De acordo com o cacique, funcionários do Palácio Thomé de Souza têm utilizado a sua prisão em 2017, no caso do “bunker” onde foram apreendidos R$ 51 milhões, a fim de desgastar a imagem do vice-governador Geraldo Júnior nas redes sociais.
“Todo mundo que é dono de uma matilha tem que segurar seus cães, sejam eles os próprios ou terceirizados. O Bruno, por exemplo, tem um marqueteiro, que por características é muito ousado e que gosta muito de terceirizar ataques. Só que eu tenho 40 anos nessa atividade. Eu sei de onde está vindo e, evidentemente, se vier abaixo da linha de cintura, aí vai virar uma carnificina. Passando por tudo o que já passei, se pode dizer tudo de mim, menos que eu tenho medo de enfrentamentos.
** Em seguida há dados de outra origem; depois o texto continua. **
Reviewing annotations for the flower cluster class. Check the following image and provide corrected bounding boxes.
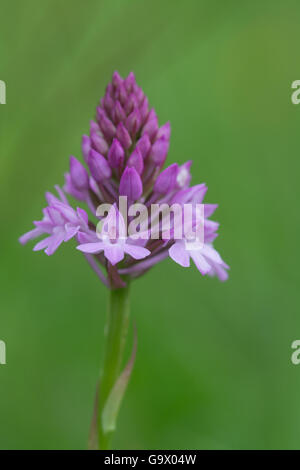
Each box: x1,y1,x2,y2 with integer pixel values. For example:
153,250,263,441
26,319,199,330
20,72,228,287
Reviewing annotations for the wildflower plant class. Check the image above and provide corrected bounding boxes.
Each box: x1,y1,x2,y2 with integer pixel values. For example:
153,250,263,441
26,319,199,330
20,72,228,449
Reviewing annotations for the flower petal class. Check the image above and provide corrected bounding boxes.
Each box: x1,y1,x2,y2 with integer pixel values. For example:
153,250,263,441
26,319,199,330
169,240,190,268
124,243,151,259
76,242,104,253
104,244,124,266
190,250,211,276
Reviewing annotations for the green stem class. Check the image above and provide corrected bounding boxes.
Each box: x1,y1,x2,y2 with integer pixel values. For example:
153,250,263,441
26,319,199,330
97,286,129,450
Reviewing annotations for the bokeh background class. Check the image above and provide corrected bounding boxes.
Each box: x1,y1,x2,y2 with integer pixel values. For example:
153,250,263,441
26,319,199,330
0,0,300,449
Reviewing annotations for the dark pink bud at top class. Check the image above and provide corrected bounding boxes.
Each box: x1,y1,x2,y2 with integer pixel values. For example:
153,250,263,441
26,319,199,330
153,163,178,194
116,122,132,150
107,139,125,168
81,135,91,163
99,115,116,139
142,116,158,141
124,93,138,114
149,139,169,166
133,85,148,104
70,156,89,189
127,147,144,175
113,101,126,122
126,109,141,135
91,133,108,155
124,72,136,93
90,121,100,134
88,149,111,181
177,160,192,189
116,83,127,106
139,96,149,123
119,167,143,201
156,122,171,140
136,134,151,159
112,71,123,88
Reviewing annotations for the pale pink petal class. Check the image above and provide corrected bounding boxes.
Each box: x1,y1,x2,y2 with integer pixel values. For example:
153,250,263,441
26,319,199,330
201,245,222,264
64,224,80,242
190,250,211,275
104,243,124,266
19,228,44,245
76,242,104,253
169,240,190,268
124,243,151,259
33,235,53,251
45,232,64,256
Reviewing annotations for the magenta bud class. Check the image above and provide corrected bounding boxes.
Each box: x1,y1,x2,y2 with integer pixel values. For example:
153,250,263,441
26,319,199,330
177,160,192,189
116,122,132,150
149,139,169,166
90,121,100,134
119,167,143,201
124,72,136,93
107,139,125,168
103,93,114,113
153,163,178,194
70,156,89,189
127,147,144,175
88,149,111,181
96,106,107,122
136,134,151,159
142,117,158,140
139,96,149,122
126,109,141,135
100,115,116,139
124,93,138,115
81,135,91,163
133,85,148,105
112,71,123,87
116,83,127,106
113,101,126,122
91,133,108,155
156,122,171,140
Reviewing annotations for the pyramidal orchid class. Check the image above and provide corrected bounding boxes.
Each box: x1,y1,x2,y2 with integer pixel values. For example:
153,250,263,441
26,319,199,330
20,72,229,449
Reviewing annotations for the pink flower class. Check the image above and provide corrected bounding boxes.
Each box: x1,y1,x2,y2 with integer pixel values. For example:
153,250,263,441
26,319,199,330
77,205,151,266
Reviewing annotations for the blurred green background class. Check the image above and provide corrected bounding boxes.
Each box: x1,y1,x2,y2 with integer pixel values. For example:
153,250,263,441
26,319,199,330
0,0,300,449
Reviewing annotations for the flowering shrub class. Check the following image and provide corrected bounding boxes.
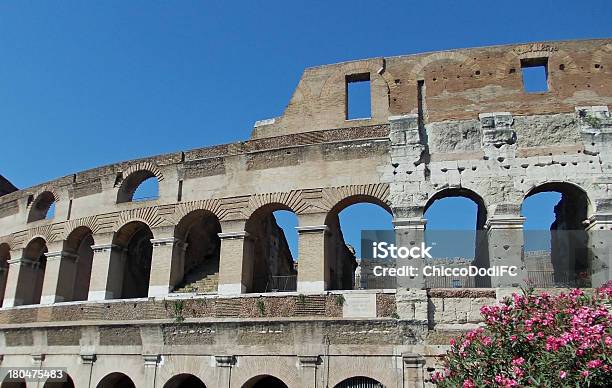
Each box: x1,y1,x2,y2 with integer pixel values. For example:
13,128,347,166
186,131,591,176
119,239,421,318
432,282,612,388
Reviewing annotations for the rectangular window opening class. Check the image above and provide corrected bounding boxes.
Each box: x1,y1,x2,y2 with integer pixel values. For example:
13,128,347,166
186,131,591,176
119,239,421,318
417,80,425,126
521,58,548,93
346,73,372,120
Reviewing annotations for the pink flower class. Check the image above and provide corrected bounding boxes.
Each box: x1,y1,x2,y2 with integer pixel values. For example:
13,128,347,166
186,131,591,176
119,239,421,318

Não tem mais o que dizer de mim. Levar mais porrada do que eu já tomei? E aguentei todas, calado, por mim e por outros. Eu poderia ter a minha vida tão mais facilitada se eu tivesse cedido a pressões para falar de tantas pessoas… aí será uma carnificina e, evidentemente, eu vou ter que usar o que tenho que usar e posso garantir que tem muita coisa para ser usada. Mas eu gosto muito de Bruno e espero que isso não aconteça, desde que ele segure a matilha dele”, alertou, ao citar “vídeos” e “paredes pichadas” contra Neto na eleição de 2022.